Ler Vilhena ou passar os olhos nos seus desenhos, vale pelo humor em si mesmo, no sorriso ou nas gargalhadas que provoca. Algumas vezes démodé, outras politicamente incorrectas para os dias que correm, mas a maior parte com muito sentido de humor e um traço inconfundível, tanto no desenho com na prosa. Mas é também uma crónica dos tempos cuja viagem vale a pena fazer, nomeadamente a épocas em que os jornais eram visados pela censura, conseguindo o humor alguns subterfúgios para iludir os lápis azuis.

A divulgação da sua obra continuará para mim a ser um prazer. Espalhando por aí os seus desenhos e livros, reavivará a memória dos mais velhos, contemporâneos dos mais de 70 livros de bolso, da Grande Enciclopédia Vilhena, da Gaiola Aberta, do Fala-Barato, do Cavaco ou do Moralista, mas também poderá dar a conhecer às gerações mais novas, a obra deste homem que fez do humor a sua vida.

Vilhena far-nos-á sempre lembrar que no meio das coisas sisudas deverá sempre existir uma gaiola aberta. Um lugar onde o humor possa viver à vontade. Um sítio para rirmos dos outros e do mundo, mas também de nós próprios.

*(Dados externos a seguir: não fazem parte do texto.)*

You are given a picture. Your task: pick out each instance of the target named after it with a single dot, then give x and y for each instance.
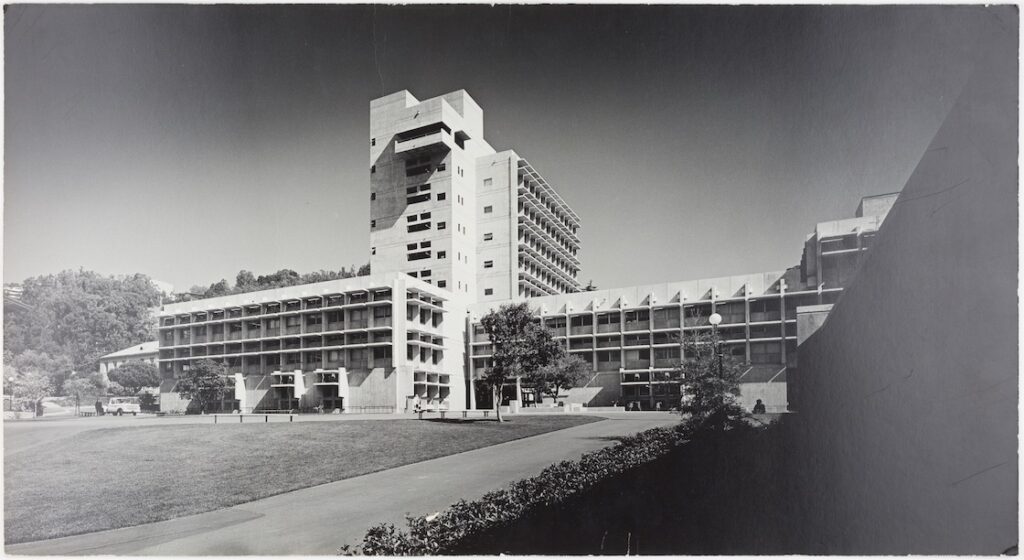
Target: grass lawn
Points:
(117, 477)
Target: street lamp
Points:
(10, 380)
(715, 319)
(77, 411)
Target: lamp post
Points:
(77, 412)
(10, 380)
(715, 319)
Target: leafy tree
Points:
(521, 345)
(203, 383)
(53, 368)
(245, 282)
(218, 289)
(565, 372)
(82, 315)
(135, 375)
(709, 394)
(29, 386)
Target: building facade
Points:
(457, 229)
(363, 344)
(145, 352)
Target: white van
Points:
(122, 404)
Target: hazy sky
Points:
(188, 142)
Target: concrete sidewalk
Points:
(317, 520)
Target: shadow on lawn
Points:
(464, 420)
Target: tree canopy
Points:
(135, 375)
(203, 383)
(563, 373)
(246, 282)
(709, 394)
(521, 345)
(76, 316)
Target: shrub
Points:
(461, 523)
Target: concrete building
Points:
(361, 344)
(448, 209)
(145, 352)
(456, 229)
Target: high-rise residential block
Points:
(457, 229)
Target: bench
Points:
(465, 414)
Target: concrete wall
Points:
(906, 438)
(500, 171)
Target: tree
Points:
(135, 375)
(565, 372)
(56, 369)
(709, 394)
(82, 315)
(203, 383)
(29, 386)
(521, 345)
(86, 387)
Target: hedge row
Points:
(443, 532)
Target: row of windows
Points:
(308, 304)
(552, 207)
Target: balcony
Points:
(671, 322)
(608, 328)
(327, 379)
(440, 139)
(636, 378)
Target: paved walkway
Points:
(317, 520)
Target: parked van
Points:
(122, 404)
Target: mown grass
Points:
(118, 477)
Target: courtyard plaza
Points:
(398, 467)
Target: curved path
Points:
(317, 520)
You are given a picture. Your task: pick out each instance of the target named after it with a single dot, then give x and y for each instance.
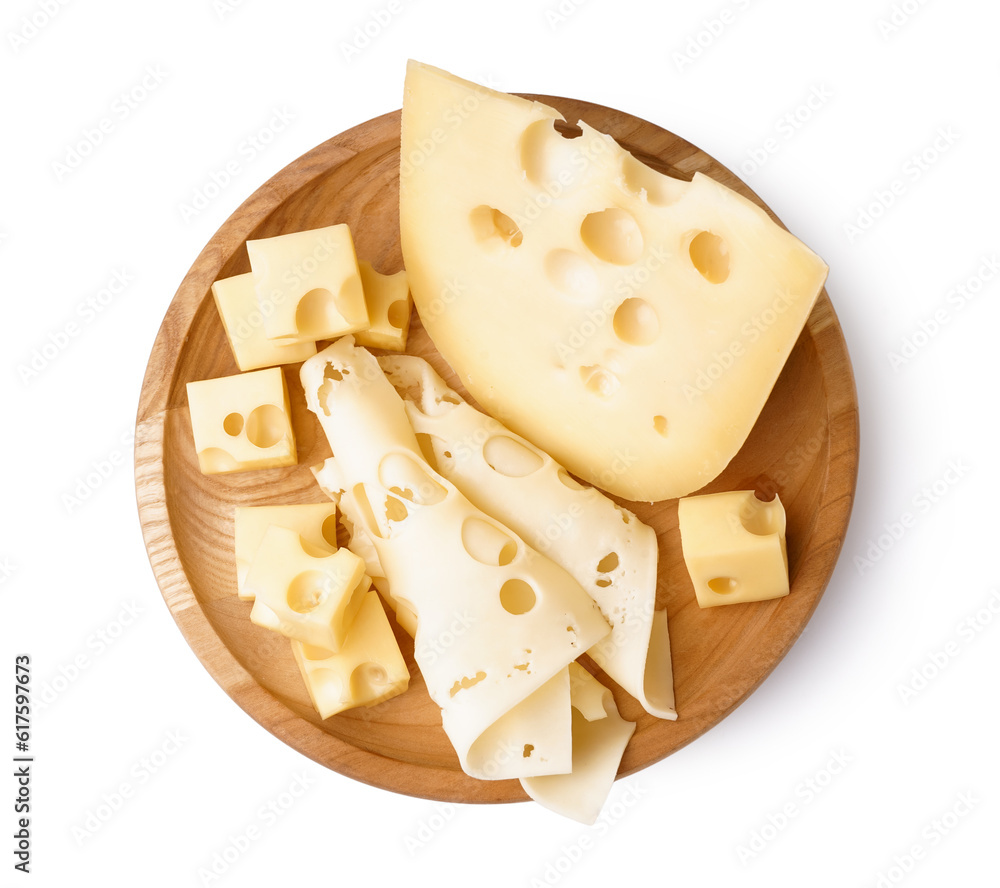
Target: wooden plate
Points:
(804, 447)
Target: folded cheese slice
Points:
(605, 547)
(600, 736)
(629, 323)
(524, 618)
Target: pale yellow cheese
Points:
(389, 308)
(242, 422)
(522, 617)
(605, 547)
(312, 598)
(308, 284)
(236, 300)
(368, 669)
(628, 323)
(734, 547)
(315, 523)
(600, 736)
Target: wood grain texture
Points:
(804, 447)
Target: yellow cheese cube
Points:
(242, 422)
(368, 669)
(308, 284)
(734, 547)
(310, 598)
(389, 307)
(315, 523)
(236, 299)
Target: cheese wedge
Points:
(605, 547)
(628, 323)
(525, 618)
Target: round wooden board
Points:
(804, 447)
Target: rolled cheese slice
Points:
(605, 547)
(631, 324)
(522, 618)
(600, 736)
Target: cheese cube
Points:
(368, 669)
(310, 598)
(236, 299)
(389, 308)
(734, 547)
(242, 422)
(308, 284)
(315, 523)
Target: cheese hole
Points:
(635, 322)
(467, 682)
(571, 274)
(399, 311)
(316, 313)
(368, 680)
(311, 652)
(487, 544)
(613, 236)
(659, 189)
(599, 381)
(569, 481)
(608, 563)
(567, 130)
(510, 457)
(233, 424)
(710, 255)
(547, 157)
(329, 530)
(402, 475)
(491, 227)
(761, 519)
(723, 585)
(395, 510)
(517, 597)
(266, 425)
(307, 591)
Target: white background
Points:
(845, 768)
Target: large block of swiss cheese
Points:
(630, 324)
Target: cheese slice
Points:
(600, 736)
(628, 323)
(524, 617)
(606, 548)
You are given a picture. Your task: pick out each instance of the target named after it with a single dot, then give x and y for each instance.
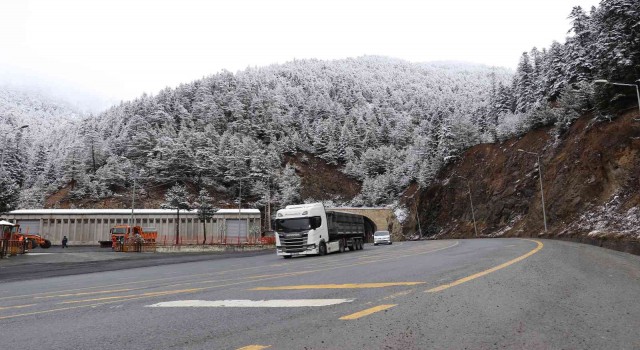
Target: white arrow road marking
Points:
(253, 303)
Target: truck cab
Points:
(309, 229)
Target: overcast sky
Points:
(120, 49)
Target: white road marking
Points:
(253, 303)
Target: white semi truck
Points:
(309, 229)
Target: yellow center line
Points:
(86, 293)
(486, 272)
(15, 307)
(367, 312)
(340, 286)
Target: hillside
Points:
(590, 178)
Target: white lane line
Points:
(253, 303)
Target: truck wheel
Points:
(322, 250)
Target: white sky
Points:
(119, 49)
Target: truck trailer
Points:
(310, 229)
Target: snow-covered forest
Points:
(383, 121)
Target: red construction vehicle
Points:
(122, 233)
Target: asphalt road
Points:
(450, 294)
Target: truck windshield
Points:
(294, 225)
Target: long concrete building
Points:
(90, 226)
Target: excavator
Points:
(122, 233)
(29, 241)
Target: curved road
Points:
(453, 294)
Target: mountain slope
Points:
(591, 181)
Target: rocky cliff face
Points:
(590, 177)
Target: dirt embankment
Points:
(591, 182)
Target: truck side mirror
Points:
(316, 222)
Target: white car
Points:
(380, 237)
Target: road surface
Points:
(448, 294)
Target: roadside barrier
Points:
(136, 247)
(218, 241)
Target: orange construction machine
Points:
(122, 233)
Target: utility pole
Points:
(544, 214)
(473, 215)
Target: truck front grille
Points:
(293, 244)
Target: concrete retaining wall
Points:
(212, 248)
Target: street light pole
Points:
(544, 215)
(473, 215)
(604, 81)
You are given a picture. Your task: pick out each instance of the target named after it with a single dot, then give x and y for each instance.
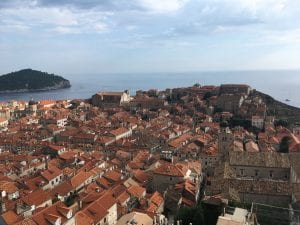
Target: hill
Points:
(279, 109)
(31, 80)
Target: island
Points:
(28, 80)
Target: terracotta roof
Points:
(10, 217)
(83, 219)
(119, 131)
(157, 199)
(136, 191)
(260, 159)
(80, 178)
(113, 176)
(57, 211)
(51, 173)
(62, 189)
(36, 198)
(169, 169)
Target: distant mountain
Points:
(31, 80)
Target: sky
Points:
(144, 36)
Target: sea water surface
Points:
(281, 85)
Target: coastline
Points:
(35, 90)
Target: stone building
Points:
(110, 99)
(230, 102)
(235, 89)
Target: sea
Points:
(283, 85)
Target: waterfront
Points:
(281, 85)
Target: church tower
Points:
(226, 144)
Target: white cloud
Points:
(61, 20)
(162, 6)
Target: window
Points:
(242, 172)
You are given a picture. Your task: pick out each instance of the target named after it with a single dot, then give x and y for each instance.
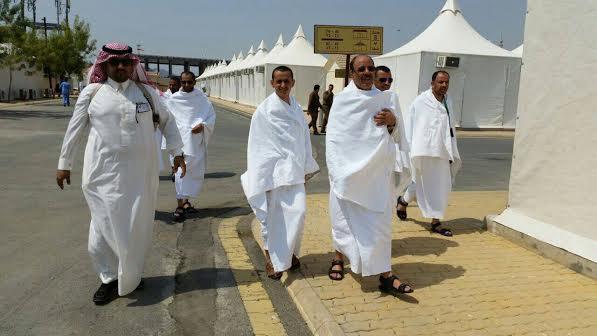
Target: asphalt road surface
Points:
(47, 280)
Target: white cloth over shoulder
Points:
(402, 146)
(361, 159)
(433, 148)
(430, 131)
(360, 155)
(191, 109)
(120, 175)
(279, 151)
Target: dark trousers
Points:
(313, 122)
(326, 114)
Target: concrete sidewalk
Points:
(474, 283)
(4, 106)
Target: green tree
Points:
(13, 37)
(68, 49)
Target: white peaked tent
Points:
(278, 47)
(305, 64)
(518, 51)
(245, 81)
(256, 76)
(553, 181)
(230, 87)
(483, 86)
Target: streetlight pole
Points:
(46, 67)
(67, 10)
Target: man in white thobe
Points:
(361, 155)
(195, 118)
(434, 152)
(383, 82)
(173, 86)
(279, 161)
(120, 176)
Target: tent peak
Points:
(452, 6)
(299, 32)
(280, 40)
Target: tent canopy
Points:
(298, 52)
(450, 33)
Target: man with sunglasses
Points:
(120, 172)
(383, 78)
(360, 155)
(279, 162)
(195, 118)
(383, 82)
(434, 152)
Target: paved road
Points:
(47, 281)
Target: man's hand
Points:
(62, 175)
(197, 129)
(179, 162)
(385, 117)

Portugal tem bons humoristas. Mas não têm uma gaiola aberta, porque vivem na casa dos outros. Muitos gritaram Je suis Charlie, há anos. Mas será que pensaram porque não existe, há vários anos, um Charlie Hebdo, um Jueves ou uma Gaiola Aberta em Portugal? Uma gaiola aberta, livre e independente de patrocínios ou de um lápis azul que se traz na própria algibeira sem dar conta. É coisa séria para pensar pois, desde sempre, o país teve várias publicações humorísticas regulares e autónomas e agora, se é que há alguma, desconheço.

Por isso, porque rir é o melhor remédio e tristezas não pagam dívidas, é preciso levar o humor a sério e abrir de novo a gaiola.